From: "John Doe" <john@example.tld>
To: <me@example.tld>
Subject: What's going on?  Bcc: spammer@example.tld
Date: Mon, 12 Sep 2005 17:29:48 +0200

Hi,
...

Note the 'Bcc: ...' is not on it's own line anymore, and the email server will thus not recognize it; the mail won't be sent to the spammer.  The subject will get a bit messy though; 'What's going on? Bcc: spammer@example.tld' :)  When the spam bot targeted another email header field, the results may be different; e.g. the 'Bcc: ...' line may get tagged on to the 'From: ...' line.  Maybe these messages can still be delivered to you (it depends on the forgivingness of the email server), but it will likely raise an error at the email server, thus effectively cancelling the message.
So, replacing line separators will be enough to stop any spam attempt; you yourself still get to see (some of) the (test) messages though.  Note that replacing line separators in the email message body isn't necessary; only the information that will end up in the email headers needs to be protected.

A more sophisticated thing you could do is to check the form's data, look if anything fishy is going on, and cancel sending the email if something is wrong with the data.  If your form only contains single-line text fields for the data that ends up in the email headers, a simple thing to do is to check for line separators.  A regular visitor cannot enter more than one line of text in his browser for such forms, so if you encounter a line separator, you know it was sent by a spam bot.
You could of course also check on other characteristics of a spam attempt.  What you can do is e.g. check the form values for the existence of the phrase 'Bcc:'.  This will of course stop the spam attempt, but note that your visitor can also enter that text in a valid way; e.g. via a subject:

Tried to Bcc: you, but it didn't work

Checking for 'Bcc:' thus does have it's risks.  The same goes for detecting the mime headers the spam bot wants to insert (although a typical mime definition is complex enough not to be typed by regular users).  Another thing to note is that the spam bots will eventually get smarter and might start using e.g. the 'Cc:' or the 'To:' fields for the same purpose, so scanning for 'Bcc:' might only be a short-term solution as well.
Scanning your form input for specific senders is also a short-term solution at best; it appears the spammers use different email addresses from time to time, so it is impractical to keep your email blacklist up-to-date.  Blocking e-mails from certain IP addresses is also not an option, because the spam bots seem to be running from unknowing compromised hosts.

So, overall, it seems like checking for line separators (and possibly cancelling the email if you find them) is the safest way to go; spam will get caught and there is no way you and your visitors would be hindered using your web form.
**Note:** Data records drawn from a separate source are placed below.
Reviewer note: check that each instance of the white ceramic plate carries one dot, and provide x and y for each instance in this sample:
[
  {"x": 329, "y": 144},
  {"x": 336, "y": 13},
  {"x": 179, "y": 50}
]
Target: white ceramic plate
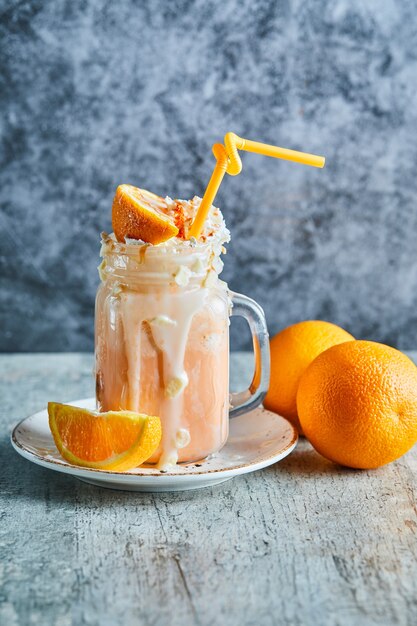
[{"x": 256, "y": 440}]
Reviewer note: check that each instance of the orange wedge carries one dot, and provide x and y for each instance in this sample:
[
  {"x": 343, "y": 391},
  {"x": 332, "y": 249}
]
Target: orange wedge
[
  {"x": 116, "y": 441},
  {"x": 139, "y": 214}
]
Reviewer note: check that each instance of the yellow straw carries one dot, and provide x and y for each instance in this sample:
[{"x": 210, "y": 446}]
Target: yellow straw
[{"x": 228, "y": 160}]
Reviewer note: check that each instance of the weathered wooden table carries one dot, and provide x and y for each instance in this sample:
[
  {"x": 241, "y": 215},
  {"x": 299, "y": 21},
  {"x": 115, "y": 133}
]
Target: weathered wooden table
[{"x": 302, "y": 542}]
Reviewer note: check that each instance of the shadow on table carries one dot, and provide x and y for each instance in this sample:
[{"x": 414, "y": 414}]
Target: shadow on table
[
  {"x": 305, "y": 461},
  {"x": 26, "y": 482}
]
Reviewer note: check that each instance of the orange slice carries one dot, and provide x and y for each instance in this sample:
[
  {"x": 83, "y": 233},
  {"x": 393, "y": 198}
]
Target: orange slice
[
  {"x": 116, "y": 441},
  {"x": 139, "y": 214}
]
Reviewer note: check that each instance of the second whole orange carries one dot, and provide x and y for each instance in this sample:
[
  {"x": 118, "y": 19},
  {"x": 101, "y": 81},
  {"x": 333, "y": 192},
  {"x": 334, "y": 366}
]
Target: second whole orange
[
  {"x": 292, "y": 351},
  {"x": 357, "y": 404}
]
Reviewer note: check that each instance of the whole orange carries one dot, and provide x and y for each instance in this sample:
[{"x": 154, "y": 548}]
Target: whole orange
[
  {"x": 357, "y": 404},
  {"x": 292, "y": 351}
]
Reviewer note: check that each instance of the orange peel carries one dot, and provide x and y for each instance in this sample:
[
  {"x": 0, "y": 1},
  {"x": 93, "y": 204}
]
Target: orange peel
[
  {"x": 116, "y": 441},
  {"x": 140, "y": 214}
]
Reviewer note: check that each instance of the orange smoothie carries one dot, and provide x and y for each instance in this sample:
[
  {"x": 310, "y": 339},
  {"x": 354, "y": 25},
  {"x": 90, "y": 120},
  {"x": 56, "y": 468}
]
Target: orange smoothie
[{"x": 162, "y": 337}]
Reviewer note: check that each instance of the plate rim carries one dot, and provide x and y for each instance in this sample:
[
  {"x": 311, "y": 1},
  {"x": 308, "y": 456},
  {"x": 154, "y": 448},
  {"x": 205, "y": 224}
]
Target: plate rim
[{"x": 106, "y": 475}]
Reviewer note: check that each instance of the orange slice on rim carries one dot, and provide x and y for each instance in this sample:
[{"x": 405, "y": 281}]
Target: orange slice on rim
[
  {"x": 116, "y": 441},
  {"x": 140, "y": 214}
]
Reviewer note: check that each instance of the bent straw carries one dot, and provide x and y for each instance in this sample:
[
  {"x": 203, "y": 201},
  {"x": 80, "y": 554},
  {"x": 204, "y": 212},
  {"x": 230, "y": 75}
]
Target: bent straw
[{"x": 228, "y": 160}]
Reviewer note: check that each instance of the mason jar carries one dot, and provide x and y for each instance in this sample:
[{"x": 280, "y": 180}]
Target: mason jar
[{"x": 162, "y": 344}]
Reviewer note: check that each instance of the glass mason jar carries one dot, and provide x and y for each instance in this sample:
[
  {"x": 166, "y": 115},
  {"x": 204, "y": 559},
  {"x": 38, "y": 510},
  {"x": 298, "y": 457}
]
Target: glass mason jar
[{"x": 162, "y": 344}]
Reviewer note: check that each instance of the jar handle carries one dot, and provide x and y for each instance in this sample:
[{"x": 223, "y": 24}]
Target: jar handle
[{"x": 244, "y": 401}]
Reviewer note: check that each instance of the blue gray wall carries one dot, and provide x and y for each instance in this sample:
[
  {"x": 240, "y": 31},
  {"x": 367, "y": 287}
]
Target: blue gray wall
[{"x": 97, "y": 93}]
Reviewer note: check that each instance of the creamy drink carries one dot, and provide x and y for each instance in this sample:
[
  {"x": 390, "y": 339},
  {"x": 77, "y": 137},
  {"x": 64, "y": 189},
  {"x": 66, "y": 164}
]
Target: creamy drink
[{"x": 162, "y": 335}]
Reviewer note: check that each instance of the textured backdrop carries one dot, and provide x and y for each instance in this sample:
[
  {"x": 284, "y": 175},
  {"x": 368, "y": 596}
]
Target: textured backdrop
[{"x": 97, "y": 93}]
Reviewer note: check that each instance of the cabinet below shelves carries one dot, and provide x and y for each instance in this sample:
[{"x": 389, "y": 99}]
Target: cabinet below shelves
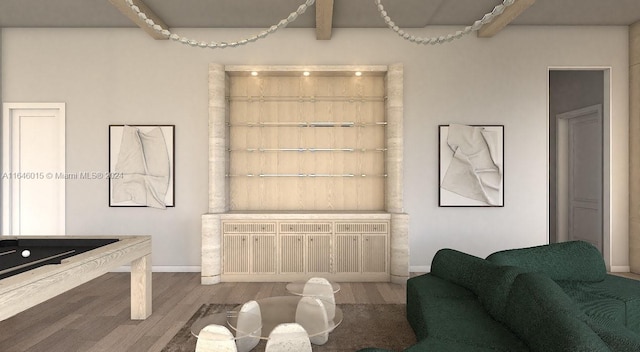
[{"x": 341, "y": 249}]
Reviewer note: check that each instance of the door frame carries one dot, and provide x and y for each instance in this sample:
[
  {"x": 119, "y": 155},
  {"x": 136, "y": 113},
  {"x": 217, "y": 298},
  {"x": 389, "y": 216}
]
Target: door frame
[
  {"x": 563, "y": 178},
  {"x": 8, "y": 149},
  {"x": 606, "y": 156}
]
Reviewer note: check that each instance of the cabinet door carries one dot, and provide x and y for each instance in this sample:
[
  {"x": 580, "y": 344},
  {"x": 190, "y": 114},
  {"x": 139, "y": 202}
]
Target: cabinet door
[
  {"x": 292, "y": 253},
  {"x": 347, "y": 257},
  {"x": 374, "y": 254},
  {"x": 263, "y": 254},
  {"x": 235, "y": 256},
  {"x": 318, "y": 253}
]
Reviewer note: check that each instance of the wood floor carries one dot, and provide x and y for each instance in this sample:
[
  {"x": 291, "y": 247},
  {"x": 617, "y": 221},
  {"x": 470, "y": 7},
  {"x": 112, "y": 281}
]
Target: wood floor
[{"x": 95, "y": 316}]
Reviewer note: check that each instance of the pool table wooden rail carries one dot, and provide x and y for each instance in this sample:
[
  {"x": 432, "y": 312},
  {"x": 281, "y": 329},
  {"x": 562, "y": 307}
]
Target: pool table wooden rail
[{"x": 25, "y": 290}]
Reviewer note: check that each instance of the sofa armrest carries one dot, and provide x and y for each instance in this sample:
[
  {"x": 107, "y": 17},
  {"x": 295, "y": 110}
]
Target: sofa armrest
[{"x": 575, "y": 261}]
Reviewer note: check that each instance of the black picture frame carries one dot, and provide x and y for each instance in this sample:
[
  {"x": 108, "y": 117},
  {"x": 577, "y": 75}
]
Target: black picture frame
[{"x": 115, "y": 138}]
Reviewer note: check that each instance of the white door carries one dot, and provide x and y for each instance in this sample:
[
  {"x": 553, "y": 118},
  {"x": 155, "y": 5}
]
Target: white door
[
  {"x": 585, "y": 172},
  {"x": 33, "y": 166}
]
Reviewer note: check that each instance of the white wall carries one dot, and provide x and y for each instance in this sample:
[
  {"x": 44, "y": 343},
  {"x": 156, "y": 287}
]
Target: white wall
[{"x": 114, "y": 76}]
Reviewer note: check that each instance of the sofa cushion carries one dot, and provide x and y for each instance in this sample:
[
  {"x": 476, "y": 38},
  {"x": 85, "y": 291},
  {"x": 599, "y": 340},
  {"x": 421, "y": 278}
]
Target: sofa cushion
[
  {"x": 575, "y": 260},
  {"x": 624, "y": 291},
  {"x": 428, "y": 285},
  {"x": 594, "y": 304},
  {"x": 440, "y": 345},
  {"x": 541, "y": 314},
  {"x": 494, "y": 287},
  {"x": 466, "y": 322},
  {"x": 490, "y": 282},
  {"x": 424, "y": 288},
  {"x": 460, "y": 268}
]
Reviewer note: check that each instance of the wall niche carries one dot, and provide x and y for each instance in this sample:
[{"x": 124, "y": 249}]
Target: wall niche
[{"x": 319, "y": 151}]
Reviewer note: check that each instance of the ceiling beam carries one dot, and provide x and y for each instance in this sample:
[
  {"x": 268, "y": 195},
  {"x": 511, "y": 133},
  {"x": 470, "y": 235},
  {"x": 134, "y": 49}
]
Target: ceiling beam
[
  {"x": 122, "y": 6},
  {"x": 324, "y": 19},
  {"x": 510, "y": 13}
]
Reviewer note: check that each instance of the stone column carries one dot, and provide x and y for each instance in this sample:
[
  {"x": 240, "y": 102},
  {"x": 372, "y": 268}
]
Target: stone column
[
  {"x": 217, "y": 139},
  {"x": 634, "y": 147},
  {"x": 394, "y": 143},
  {"x": 211, "y": 266},
  {"x": 394, "y": 190}
]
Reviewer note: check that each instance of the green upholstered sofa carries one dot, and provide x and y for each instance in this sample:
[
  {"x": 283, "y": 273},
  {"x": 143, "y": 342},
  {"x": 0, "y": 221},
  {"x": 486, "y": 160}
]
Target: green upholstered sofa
[{"x": 557, "y": 297}]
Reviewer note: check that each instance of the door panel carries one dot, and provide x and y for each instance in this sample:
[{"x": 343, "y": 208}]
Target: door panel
[
  {"x": 585, "y": 177},
  {"x": 33, "y": 183}
]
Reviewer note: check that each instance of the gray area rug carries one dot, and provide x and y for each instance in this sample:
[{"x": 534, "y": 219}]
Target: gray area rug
[{"x": 364, "y": 325}]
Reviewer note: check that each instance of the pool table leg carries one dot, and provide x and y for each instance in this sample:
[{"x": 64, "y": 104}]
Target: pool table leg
[{"x": 141, "y": 288}]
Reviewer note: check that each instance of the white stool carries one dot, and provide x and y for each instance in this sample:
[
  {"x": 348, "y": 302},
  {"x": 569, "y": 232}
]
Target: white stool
[
  {"x": 312, "y": 314},
  {"x": 215, "y": 338},
  {"x": 249, "y": 326},
  {"x": 321, "y": 288}
]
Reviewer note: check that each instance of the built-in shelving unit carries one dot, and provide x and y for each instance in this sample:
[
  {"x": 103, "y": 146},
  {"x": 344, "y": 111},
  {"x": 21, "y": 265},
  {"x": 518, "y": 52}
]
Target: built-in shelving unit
[{"x": 295, "y": 162}]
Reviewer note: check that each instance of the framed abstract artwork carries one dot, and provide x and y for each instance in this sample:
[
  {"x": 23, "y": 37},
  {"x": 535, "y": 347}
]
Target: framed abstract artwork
[
  {"x": 471, "y": 166},
  {"x": 142, "y": 166}
]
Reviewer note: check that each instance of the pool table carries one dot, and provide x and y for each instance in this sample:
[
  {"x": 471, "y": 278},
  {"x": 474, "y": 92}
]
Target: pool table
[{"x": 35, "y": 269}]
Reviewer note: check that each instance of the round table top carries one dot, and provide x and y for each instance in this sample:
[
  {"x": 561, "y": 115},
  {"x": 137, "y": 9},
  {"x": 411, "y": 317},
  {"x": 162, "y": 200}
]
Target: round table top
[
  {"x": 297, "y": 287},
  {"x": 273, "y": 311}
]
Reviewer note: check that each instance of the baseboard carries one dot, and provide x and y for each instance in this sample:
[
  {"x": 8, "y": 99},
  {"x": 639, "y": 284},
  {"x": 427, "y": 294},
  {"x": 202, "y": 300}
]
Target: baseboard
[
  {"x": 164, "y": 269},
  {"x": 620, "y": 269}
]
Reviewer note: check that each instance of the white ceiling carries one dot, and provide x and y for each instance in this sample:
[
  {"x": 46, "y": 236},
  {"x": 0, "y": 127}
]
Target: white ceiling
[{"x": 347, "y": 13}]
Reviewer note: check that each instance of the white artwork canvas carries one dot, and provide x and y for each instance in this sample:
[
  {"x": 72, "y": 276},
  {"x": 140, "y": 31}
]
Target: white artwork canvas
[
  {"x": 141, "y": 166},
  {"x": 471, "y": 170}
]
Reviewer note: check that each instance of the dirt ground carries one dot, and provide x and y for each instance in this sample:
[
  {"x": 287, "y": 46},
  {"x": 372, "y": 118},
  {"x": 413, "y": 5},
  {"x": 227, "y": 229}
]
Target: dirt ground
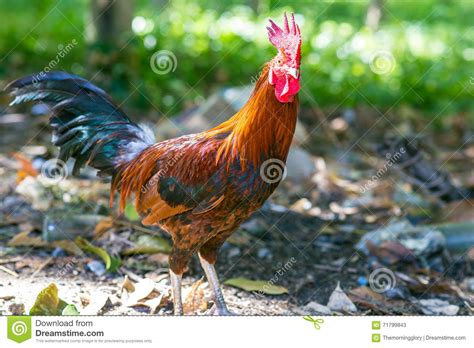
[{"x": 304, "y": 240}]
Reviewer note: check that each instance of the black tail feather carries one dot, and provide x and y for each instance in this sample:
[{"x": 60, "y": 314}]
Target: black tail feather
[{"x": 88, "y": 126}]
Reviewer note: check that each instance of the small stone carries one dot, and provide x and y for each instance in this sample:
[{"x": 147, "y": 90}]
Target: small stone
[
  {"x": 97, "y": 267},
  {"x": 233, "y": 252},
  {"x": 314, "y": 308},
  {"x": 264, "y": 253}
]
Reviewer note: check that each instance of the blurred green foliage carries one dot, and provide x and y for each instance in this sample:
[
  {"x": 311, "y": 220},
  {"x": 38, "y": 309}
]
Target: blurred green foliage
[{"x": 430, "y": 44}]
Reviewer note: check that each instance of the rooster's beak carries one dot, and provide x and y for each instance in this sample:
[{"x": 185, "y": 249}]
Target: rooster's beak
[{"x": 294, "y": 73}]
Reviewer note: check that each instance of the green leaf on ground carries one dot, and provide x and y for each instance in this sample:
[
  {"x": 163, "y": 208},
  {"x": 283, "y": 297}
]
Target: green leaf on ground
[
  {"x": 111, "y": 263},
  {"x": 70, "y": 310},
  {"x": 147, "y": 244},
  {"x": 48, "y": 302},
  {"x": 262, "y": 286}
]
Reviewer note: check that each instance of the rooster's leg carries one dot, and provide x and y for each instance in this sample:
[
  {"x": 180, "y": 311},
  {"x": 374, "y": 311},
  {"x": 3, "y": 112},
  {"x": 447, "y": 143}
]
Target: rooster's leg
[
  {"x": 176, "y": 289},
  {"x": 211, "y": 275}
]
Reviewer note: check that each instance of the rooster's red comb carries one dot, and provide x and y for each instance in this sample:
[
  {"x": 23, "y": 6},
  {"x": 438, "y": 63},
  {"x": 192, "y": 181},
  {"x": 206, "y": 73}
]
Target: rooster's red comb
[{"x": 287, "y": 39}]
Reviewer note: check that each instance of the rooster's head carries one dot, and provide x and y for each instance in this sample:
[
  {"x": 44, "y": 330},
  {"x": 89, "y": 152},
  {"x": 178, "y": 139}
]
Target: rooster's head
[{"x": 284, "y": 71}]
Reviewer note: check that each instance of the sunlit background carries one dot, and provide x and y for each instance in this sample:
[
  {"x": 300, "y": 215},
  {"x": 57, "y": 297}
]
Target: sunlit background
[{"x": 413, "y": 54}]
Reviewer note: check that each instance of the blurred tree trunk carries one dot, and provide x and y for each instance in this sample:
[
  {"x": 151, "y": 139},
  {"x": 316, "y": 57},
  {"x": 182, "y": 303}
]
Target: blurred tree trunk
[
  {"x": 110, "y": 56},
  {"x": 374, "y": 14},
  {"x": 110, "y": 22}
]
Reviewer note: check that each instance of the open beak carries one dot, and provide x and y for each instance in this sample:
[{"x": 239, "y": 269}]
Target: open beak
[{"x": 294, "y": 73}]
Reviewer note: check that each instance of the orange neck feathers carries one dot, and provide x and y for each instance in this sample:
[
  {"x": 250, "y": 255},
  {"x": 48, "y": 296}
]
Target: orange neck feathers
[{"x": 262, "y": 129}]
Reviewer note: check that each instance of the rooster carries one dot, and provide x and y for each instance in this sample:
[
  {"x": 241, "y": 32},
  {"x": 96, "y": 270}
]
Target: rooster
[{"x": 197, "y": 187}]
On our web server, we have IIS 6.0 and we are using ASP with the CDO email object.  We checked what would happen if a spam bot would send invalid (multi-line) data, but it appeared the CDO object already strips line separators from it's input and replaced them by spaces.  We still patched our script, though :).  For now, we just replace line separators by spaces; our website has already been scanned rigorously by spam robots, but we like to know what techniques the spammers use when they try a new scan attempt.